Aurora workers' long wait for money
Retrenched packages are yet to be paid by mine liquidators
Former mine workers of Aurora, previously owned by President Jacob Zuma’s nephew Khulubuse and Nelson Mandela’s grandson Zondwa, are yet to be paid their retrenchment packages.
This is despite confirmation Khulubuse has stuck to a payment agreement plan he reached with the liquidators last September. To date Khulubuse has paid an estimated of R9.5-million in accordance with a settlement reached after six years of legal wrangling.
Khulubuse was ordered to pay R23-million in a period of four-and-half-years. He made his first payment of R5-million, to cover legal fees, nine months ago. Since then he has paid R500 000 monthly.
Khulubuse’s lawyer Ulrich Roux and liquidator Gert de Wet declined to divulge the amount Khulubuse has paid.
Roux and trade union Solidarity’s general secretary Gideon du Plessis, however, confirmed Khulubuse has not skipped payments.
According to calculations by Sowetan, Khulubuse should have by now paid at least R9.5-million.
Aurora was liquidated in October 2011 and its directors were found by the court to have stripped and destroyed the assets of the mine, leading to more than 5 300 workers losing their jobs.

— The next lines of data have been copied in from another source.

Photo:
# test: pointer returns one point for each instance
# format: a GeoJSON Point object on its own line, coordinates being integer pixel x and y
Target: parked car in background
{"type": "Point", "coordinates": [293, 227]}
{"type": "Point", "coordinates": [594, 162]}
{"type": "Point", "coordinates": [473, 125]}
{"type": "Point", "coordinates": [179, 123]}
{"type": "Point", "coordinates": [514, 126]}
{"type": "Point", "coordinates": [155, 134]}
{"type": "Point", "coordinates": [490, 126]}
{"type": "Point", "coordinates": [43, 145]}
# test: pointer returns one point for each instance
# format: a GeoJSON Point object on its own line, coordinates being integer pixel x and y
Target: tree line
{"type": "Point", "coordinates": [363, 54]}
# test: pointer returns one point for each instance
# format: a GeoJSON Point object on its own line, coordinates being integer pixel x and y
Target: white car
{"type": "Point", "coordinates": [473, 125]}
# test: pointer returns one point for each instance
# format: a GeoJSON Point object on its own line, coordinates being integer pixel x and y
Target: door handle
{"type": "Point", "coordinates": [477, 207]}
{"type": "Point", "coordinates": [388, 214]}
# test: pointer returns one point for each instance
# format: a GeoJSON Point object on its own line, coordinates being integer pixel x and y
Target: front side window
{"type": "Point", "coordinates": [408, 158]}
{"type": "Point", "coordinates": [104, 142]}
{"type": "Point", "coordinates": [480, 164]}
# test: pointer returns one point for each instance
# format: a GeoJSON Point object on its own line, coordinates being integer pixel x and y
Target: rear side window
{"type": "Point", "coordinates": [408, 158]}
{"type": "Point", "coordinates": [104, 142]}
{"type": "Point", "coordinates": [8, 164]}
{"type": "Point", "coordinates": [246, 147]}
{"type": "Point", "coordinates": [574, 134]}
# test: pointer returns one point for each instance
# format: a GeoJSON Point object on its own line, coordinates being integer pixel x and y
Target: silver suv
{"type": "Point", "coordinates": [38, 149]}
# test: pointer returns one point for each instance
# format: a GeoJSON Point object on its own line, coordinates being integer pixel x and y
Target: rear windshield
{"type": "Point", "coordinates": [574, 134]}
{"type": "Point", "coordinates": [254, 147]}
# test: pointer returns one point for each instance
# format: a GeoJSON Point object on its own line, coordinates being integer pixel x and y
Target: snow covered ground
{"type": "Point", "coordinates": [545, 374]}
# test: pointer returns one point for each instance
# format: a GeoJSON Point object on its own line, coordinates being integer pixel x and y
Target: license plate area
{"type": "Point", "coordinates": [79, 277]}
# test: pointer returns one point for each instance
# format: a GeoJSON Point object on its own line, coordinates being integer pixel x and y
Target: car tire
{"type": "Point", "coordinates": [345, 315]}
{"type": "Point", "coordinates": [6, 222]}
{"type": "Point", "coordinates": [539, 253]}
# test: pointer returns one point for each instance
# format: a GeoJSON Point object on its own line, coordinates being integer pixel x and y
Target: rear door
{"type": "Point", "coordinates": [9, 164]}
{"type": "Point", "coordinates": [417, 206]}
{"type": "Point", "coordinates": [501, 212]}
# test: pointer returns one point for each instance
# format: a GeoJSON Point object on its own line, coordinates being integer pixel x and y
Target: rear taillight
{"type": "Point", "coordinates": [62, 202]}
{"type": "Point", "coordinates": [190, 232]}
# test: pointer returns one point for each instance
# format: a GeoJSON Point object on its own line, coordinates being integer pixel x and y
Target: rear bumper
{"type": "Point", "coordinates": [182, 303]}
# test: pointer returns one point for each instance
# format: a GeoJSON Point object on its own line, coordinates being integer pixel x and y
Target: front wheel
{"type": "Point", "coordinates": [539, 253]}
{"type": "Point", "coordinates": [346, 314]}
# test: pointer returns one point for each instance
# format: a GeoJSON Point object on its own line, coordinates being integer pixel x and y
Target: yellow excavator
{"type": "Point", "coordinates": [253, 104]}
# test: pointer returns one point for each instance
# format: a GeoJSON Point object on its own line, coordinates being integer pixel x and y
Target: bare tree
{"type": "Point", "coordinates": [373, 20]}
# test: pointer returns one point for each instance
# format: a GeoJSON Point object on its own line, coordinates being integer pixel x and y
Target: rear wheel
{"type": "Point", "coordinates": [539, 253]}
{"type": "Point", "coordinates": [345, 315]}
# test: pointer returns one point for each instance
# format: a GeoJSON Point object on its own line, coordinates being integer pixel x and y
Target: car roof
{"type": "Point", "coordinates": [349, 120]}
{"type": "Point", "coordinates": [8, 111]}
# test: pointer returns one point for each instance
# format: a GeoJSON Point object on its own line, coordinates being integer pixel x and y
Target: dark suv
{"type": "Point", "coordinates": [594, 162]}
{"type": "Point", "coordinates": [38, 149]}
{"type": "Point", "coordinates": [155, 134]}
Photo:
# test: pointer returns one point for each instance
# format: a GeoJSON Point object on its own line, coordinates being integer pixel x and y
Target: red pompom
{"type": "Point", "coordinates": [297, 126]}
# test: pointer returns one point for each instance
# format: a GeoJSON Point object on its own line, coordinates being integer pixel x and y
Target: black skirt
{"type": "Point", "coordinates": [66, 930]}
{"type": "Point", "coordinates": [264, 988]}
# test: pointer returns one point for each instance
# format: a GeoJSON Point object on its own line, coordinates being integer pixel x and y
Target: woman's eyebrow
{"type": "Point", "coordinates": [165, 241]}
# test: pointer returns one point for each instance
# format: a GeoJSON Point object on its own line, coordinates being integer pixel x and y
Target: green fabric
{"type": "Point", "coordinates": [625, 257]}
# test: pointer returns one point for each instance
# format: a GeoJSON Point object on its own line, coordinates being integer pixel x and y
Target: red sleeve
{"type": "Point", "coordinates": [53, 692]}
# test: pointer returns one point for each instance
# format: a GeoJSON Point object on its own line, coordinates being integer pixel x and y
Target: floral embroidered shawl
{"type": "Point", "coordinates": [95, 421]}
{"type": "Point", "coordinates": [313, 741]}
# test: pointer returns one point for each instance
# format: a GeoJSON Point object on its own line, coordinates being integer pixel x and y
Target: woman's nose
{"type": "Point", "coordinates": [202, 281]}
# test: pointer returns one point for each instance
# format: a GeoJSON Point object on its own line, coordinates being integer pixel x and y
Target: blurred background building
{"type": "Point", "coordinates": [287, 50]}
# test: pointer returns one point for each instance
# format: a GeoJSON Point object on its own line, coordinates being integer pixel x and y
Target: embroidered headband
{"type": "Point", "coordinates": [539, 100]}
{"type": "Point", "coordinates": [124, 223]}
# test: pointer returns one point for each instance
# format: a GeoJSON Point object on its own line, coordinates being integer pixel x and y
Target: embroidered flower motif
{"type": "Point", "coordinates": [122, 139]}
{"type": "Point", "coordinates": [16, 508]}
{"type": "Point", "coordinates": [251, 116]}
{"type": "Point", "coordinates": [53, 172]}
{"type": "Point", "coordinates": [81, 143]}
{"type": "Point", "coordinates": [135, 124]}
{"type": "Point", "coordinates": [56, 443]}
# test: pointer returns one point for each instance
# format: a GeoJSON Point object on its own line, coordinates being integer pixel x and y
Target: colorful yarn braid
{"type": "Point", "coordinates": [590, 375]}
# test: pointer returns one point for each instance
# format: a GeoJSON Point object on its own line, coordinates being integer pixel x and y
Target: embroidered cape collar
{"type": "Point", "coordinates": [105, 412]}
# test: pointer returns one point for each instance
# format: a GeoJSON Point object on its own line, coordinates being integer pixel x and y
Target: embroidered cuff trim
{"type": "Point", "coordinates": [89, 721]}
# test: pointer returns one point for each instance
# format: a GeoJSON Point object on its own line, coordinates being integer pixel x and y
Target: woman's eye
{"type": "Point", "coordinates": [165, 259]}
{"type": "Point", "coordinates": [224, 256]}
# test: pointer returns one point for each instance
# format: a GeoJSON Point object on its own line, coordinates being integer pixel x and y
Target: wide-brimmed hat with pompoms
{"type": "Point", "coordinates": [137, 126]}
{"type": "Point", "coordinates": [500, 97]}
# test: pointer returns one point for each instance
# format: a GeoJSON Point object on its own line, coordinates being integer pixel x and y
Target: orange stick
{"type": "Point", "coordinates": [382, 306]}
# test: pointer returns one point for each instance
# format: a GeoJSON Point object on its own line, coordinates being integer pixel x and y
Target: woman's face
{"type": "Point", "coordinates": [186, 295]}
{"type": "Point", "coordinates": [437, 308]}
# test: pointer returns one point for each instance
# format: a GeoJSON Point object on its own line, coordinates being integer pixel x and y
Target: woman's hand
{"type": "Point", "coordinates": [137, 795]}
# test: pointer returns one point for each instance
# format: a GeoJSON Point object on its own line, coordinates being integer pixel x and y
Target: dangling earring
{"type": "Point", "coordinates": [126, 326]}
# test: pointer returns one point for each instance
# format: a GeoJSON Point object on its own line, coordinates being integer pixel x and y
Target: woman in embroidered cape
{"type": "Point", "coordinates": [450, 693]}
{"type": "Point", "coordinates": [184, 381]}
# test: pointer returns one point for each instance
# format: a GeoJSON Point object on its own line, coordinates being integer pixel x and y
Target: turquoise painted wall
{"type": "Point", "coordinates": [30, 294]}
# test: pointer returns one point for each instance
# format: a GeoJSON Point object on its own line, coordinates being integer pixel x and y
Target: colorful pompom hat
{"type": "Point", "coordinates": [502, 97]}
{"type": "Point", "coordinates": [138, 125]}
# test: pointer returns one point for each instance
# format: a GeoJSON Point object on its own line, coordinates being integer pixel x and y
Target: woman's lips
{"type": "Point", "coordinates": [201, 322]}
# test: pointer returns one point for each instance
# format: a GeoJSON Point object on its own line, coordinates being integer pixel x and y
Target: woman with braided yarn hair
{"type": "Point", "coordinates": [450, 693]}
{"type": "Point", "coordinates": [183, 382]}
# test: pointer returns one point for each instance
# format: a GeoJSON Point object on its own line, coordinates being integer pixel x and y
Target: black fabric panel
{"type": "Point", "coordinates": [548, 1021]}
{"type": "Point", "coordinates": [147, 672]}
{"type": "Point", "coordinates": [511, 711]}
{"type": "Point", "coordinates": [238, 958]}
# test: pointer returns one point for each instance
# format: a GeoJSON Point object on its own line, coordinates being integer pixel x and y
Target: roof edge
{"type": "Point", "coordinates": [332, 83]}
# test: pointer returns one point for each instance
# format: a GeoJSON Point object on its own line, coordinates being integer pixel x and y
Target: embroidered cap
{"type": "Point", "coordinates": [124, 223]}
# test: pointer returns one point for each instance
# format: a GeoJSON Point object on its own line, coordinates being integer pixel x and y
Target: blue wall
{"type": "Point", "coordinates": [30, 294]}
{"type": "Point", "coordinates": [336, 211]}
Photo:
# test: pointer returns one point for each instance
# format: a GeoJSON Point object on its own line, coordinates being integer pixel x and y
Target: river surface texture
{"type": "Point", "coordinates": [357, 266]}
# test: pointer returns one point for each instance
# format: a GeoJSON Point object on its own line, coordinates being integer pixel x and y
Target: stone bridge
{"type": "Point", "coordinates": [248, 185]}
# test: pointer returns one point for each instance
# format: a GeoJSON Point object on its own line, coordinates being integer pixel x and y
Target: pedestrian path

Paul Pelempe, 52, who worked for Aurora from August 2009 until March 2010, said he last met with the liquidators “in September or October” last year.
“It is frustrating that we are yet to be paid. We would like to meet with the liquidators to find out how much is in the kitty so the money can be distributed to the workers.”
“Most of the people who used to work for Aurora currently do not have any source of income, have no food and are struggling to find jobs.”
Sipho Sodela, 54, a father of six has been unemployed since Aurora retrenched him. He and his family survive from money he makes selling vegetables. “Since Khulubuse started making the payments, nobody has ever called us to a meeting. My family is struggling to survive such that I had to pull out my children out of tertiary institutions.”
De Wet said the payments were yet to be made because he has been waiting for the National Union of Mineworkers to submit payslips of registered workers.
“NUM has to come back to the liquidators with regards to the amounts due in terms of the payroll, that has been asked from them since December and nothing has been forthcoming. The liquidators have to draw up a liquidation and distribution account,” said De Wet.
Du Plessis said: “A lot of the workers have left the country and a very large number have not registered the claim. The liquidators told us the workers would start receiving payments in February next year or later this year.”
NUM spokesman Livhuwani Mammburu said: “We acknowledge that NUM represented workers at Aurora and we want them to be paid. We are, however, not an employer and don’t have access to the payroll. The liquidator should have access to the Aurora payroll.
“NUM will have mass meetings with workers to see if they can provide payslips so that our members can be paid.”